07 Juli 2009

Pepsi dan presiden tampan Warren Harding

(bagian ketiga review buku Blink)

Harry Daugherty, seorang politisi kawakan yang pintar menilai peluang politik, suatu ketika bertemu dengan Warren Harding. Harding, ketika itu, adalah pria berusia 35 tahun, seorang redaktur pada surat kabar kecil di kota kecil Marion, Ohio.

Daugherty mengamati Harding dan dalam sekejab terpesona dengan apa yang dilihatnya. Dia melihat Harding sebagai sosok yang layak diorbitkan ke panggung politik.

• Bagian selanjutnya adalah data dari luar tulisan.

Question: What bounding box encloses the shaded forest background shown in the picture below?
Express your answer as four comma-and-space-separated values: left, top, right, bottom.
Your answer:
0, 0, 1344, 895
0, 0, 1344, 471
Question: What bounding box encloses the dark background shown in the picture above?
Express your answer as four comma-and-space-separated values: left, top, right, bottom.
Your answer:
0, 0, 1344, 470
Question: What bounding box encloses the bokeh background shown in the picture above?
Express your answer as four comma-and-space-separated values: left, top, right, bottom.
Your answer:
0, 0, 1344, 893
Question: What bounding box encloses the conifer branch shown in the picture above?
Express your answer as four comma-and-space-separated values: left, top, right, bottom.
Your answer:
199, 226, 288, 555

Harding yang tampan dan gagah itu bukanlah orang yang sangat cerdas. Dia gemar main poker, golf, minum-minum sampai mabok, dan hampir selalu memanfaatkan kelebihannya untuk merayu perempuan. Selama menjalankan karir politik, dia sama sekali tidak pernah sengaja menonjolkan diri. Dia peragu dan plin plan dalam hal-hal menyangkut kebijakan. Pidato-pidatonya, kelak digambarkan sebagai "serangkaian ungkapan kosong yang baru sampai tahap mencari gagasan."

Pada 1914 dia terpilih menjadi anggota senat, lalu pada 1920 dia terpilih menjadi presiden AS. Komentar yang sering muncul terhadap Harding sebelum dia terkenal adalah: "Lihat, tampangnya seperti senator" "Bukankah penampilannya mirip seorang calon presiden?"

Menurut buku Blink karya Malcoml Gladwell, sebagian besar sejarawan setuju bahwa Warren Harding adalah salah satu presiden sangat buruk dalam sejarah AS.

Gladwell berpendapat kesalahan bangsa Amerika sampai memilih Warren Harding sebagai presiden merupakan sisi gelap dari pemahaman cepat (rapid cognition). Pangkalnya sebagian besar adalah prasangka dan diskriminasi. Prasangka bahwa orang yang tepat menjadi pemimpin negeri haruslah sosok yang gagah, tampan, berbadan proporsional, dan seterusnya.

***
Kasus kesalaham memaknai kesan pertama sering juga terjadi pada para penjual yang kurang berpengalaman. Dalam penjualan mobil, orang yang berpenampilan petani dengan pakaian lusuh seringkali diabaikan. Padahal orang seperti ini justru mampu membeli kendaraan secara cash. Seorang anak muda yang datang siang hari dengan gaya tidak meyakinkan, ternyata malam harinya datang bersama orangtuanya untuk membeli sebuah mobil. Dan seorang gadis yang tampak centil ternyata adalah orang yang ditunjuk oleh keluarganya untuk memilih mobil keluarga yang tepat.

Dalam sebuah penelitian di Chicago terungkap bahwa para penjual mobil cenderung menawarkan harga yang lebih tinggi terhadap pembeli wanita dan pembeli kulit hitam. Alasannya, ada prasangka bahwa pembeli semacam itulah yang lebih mudah dibodohi.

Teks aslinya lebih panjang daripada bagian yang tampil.